Omega Optical v. Chroma Tech. Corp. - 174 Vt. 10, 800 A.2d 1064 (2002)


The case law requires something more than the mere employer-employee relationship to establish a duty of confidentiality as to alleged trade secrets. Whether a duty of confidence attaches is a factual inquiry. Furthermore, the party claiming a trade secret must demonstrate that it has taken steps to ensure the information's secrecy to prevail on a claim for trade secret misappropriation.


In early 1991, a number of employees of plaintiff Omega Optical (Omega) left Omega and went into business together under the name of defendant Chroma Technology Corporation (Chroma). Chroma began making thin-film optical interference filters used in fluorescence microscopy, a product that Omega had developed and was also producing. Thereafter, Omega brought suit against Chroma and ten of its employees for trade secret misappropriation, conversion, breach of loyalty, tortious interference with business relations, unfair competition, conspiracy, and breach of contract. According to Omega’s allegations, Chroma acquired substantial amounts of information that the court found was "protectible as a trade secret," hence, it was entitled to judgment as a matter of law. The district court concluded under the evidence that Chroma owed no duty of confidentiality with regard to the information. Omega appealed.


Did the defendants, former employees of plaintiff, owe duty of confidentiality to the latter with regard to the information in question?

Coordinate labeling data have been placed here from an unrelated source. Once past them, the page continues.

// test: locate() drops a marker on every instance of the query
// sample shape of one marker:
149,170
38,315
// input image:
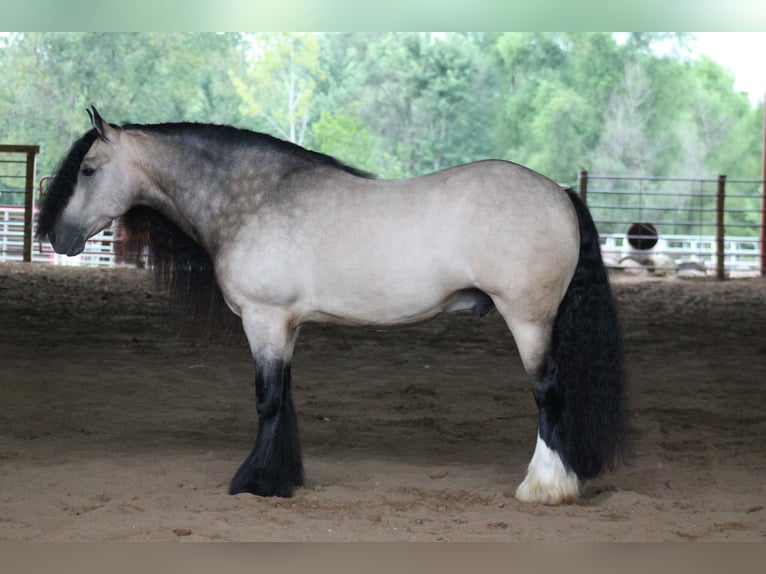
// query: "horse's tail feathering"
587,349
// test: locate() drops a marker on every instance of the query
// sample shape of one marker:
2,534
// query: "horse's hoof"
548,481
246,482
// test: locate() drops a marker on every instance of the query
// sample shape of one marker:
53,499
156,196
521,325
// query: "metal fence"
716,224
17,186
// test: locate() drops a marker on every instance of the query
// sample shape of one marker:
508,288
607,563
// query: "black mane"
180,264
223,135
61,187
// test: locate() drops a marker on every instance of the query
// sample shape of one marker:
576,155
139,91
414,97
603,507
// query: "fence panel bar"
720,230
29,205
583,186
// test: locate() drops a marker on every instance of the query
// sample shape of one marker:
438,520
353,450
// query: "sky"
744,53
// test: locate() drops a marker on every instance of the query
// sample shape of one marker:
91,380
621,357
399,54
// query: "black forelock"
61,187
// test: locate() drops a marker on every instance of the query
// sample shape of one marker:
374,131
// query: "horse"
286,236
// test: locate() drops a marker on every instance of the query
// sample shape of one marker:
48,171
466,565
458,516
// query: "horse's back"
396,251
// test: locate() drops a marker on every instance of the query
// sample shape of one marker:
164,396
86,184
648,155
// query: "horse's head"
89,189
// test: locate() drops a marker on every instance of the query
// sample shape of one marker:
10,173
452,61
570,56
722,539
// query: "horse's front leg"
274,467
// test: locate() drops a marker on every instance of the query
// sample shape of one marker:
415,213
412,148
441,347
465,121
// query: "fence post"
582,185
720,230
29,202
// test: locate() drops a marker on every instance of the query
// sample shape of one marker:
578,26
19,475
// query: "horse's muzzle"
67,241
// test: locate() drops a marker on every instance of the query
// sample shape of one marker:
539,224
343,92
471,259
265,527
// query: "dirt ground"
115,424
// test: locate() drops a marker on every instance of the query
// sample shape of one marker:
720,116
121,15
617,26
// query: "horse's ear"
103,128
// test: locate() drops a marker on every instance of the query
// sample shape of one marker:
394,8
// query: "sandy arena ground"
117,425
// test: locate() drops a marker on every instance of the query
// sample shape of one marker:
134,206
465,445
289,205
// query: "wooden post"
582,184
720,230
29,203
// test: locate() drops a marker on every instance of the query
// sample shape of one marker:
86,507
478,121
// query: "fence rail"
12,158
717,223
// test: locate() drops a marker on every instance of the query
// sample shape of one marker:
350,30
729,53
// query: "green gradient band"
392,15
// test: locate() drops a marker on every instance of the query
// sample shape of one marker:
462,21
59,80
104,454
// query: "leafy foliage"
399,104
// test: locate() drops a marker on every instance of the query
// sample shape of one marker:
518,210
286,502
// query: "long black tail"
587,352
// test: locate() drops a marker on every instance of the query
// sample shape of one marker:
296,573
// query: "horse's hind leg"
274,467
548,481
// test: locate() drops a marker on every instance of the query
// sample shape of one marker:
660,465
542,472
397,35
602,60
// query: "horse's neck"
182,188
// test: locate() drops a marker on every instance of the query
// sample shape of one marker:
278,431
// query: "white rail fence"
741,253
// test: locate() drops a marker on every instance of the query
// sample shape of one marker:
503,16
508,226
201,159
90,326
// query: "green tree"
279,83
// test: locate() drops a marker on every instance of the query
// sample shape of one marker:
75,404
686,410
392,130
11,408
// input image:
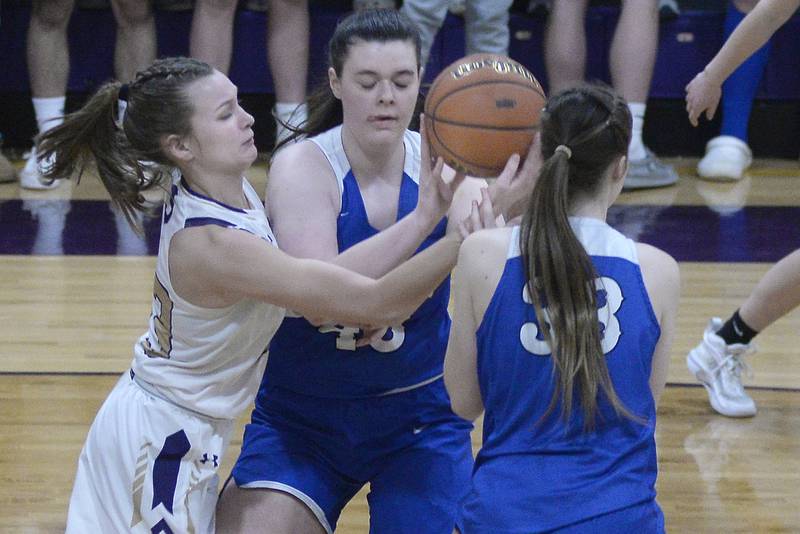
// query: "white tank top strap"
330,143
513,244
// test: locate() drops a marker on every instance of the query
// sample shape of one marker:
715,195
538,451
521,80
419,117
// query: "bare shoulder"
480,266
655,262
661,279
300,165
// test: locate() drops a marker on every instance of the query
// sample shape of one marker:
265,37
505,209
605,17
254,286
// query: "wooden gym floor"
75,294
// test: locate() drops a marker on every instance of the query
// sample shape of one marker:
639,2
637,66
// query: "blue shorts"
412,449
642,518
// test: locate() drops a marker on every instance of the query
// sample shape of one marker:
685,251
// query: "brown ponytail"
128,159
584,130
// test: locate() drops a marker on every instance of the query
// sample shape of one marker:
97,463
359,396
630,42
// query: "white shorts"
147,466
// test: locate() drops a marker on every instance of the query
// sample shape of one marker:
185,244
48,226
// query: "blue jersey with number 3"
324,361
535,472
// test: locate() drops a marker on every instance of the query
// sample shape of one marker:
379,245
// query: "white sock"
292,113
636,148
49,112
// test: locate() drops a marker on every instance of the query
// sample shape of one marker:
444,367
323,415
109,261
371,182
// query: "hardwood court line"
106,373
781,389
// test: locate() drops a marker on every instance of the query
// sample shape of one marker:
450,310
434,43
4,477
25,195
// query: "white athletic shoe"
719,367
30,177
726,159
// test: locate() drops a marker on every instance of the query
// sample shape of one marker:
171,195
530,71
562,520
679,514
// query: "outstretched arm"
705,90
662,280
303,204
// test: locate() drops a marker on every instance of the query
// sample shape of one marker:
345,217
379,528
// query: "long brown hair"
370,25
594,125
123,155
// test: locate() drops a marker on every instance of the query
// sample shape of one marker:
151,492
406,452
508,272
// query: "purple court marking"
689,233
698,233
55,227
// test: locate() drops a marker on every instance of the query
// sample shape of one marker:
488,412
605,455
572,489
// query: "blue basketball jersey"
324,361
536,472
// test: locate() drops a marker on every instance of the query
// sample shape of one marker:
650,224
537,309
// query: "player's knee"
131,13
52,14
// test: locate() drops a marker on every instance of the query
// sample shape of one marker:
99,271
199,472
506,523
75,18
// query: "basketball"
480,110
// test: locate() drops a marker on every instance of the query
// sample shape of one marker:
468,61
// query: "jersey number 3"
162,322
609,300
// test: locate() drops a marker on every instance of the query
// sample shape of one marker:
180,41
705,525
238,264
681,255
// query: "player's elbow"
464,403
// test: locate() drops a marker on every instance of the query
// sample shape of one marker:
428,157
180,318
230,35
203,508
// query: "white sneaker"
719,367
726,159
30,177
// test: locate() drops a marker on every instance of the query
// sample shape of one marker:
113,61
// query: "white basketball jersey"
330,142
209,360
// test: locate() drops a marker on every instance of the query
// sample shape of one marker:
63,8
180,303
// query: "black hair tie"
123,92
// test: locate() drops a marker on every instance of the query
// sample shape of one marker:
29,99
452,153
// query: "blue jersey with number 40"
324,361
536,472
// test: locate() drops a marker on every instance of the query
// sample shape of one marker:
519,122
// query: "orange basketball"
480,110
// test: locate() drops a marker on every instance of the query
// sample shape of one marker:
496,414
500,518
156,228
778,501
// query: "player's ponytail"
583,131
127,155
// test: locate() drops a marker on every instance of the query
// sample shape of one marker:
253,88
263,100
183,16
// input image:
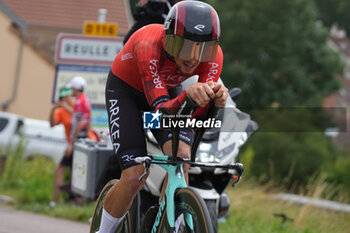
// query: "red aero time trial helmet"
192,31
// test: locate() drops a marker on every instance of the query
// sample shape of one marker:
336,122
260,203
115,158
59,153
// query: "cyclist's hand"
221,94
201,93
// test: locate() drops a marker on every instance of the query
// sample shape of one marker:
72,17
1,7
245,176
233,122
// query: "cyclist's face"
187,67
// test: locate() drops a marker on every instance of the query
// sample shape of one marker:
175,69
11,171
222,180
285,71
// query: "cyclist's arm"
156,92
210,73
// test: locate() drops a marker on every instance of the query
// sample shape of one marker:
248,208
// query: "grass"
252,210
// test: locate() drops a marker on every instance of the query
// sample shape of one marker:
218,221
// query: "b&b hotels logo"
158,120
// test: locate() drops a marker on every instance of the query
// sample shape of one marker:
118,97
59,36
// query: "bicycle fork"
176,180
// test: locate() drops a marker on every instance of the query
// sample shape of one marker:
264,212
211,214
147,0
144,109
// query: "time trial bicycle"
181,210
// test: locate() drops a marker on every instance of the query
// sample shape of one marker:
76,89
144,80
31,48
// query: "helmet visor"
186,49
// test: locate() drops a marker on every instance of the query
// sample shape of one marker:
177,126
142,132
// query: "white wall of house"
36,75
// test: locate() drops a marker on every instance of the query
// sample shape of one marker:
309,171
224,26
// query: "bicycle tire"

The appellate court agreed that defendants owed no duty of confidentiality with regard to the information. The company had no internal policies concerning confidentiality, failed to convey the confidential nature of the information it later sought to protect; and when the company did institute a policy of confidentiality, the defendants still employed with the company refused to sign it and resigned. While the employees planned the creation of the competitor while still working at the company, they did not solicit the company's customers while still working there and continued to perform their duties in good faith. As the company failed to show the defendants acted solely to harm the company, or used improper means to advance their own competitive interests, it failed to prove tortious interference with business relations. And the trial court properly found that the competitor had not deliberately tried to foster confusion of itself with the company.